Step-by-step explanation:
The student's question is asking to calculate the apparent weight that a pilot feels at the bottom of a loop-the-loop. To find the apparent weight, we must calculate the normal force on the pilot, which is the combination of the gravitational force and the centripetal force required to keep the pilot in a circular path at the bottom of the loop.
Firstly, we calculate the gravitational force (weight) acting on the pilot: W = m × g, where m is the mass of the pilot, and g is the acceleration due to gravity. For the pilot with a mass of 84.0 kg, W = 84.0 kg × 9.8 m/s² = 823.2 N.
Next, we determine the centripetal force required for circular motion at the bottom of the loop: Fc = (mv²) / R, where m is the mass, v is the constant speed, and R is the radius of the loop.
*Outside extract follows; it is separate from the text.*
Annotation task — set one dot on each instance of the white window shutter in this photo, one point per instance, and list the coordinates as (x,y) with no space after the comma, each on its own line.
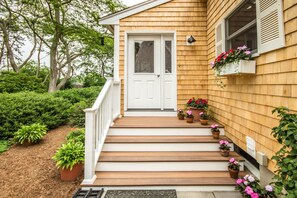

With v = 345 m/s and R = 3.033 km (or 3033 m), Fc = (84.0 kg × (345 m/s)²) / 3033 m = 3189.7 N.
The apparent weight of the pilot at the bottom of the loop is the sum of the gravitational force and the centripetal force: Apparent weight = W + Fc = 823.2 N + 3189.7 N = 4012.9 N.
Therefore, the pilot feels an apparent weight of 4012.9 N at the bottom of the loop-the-loop.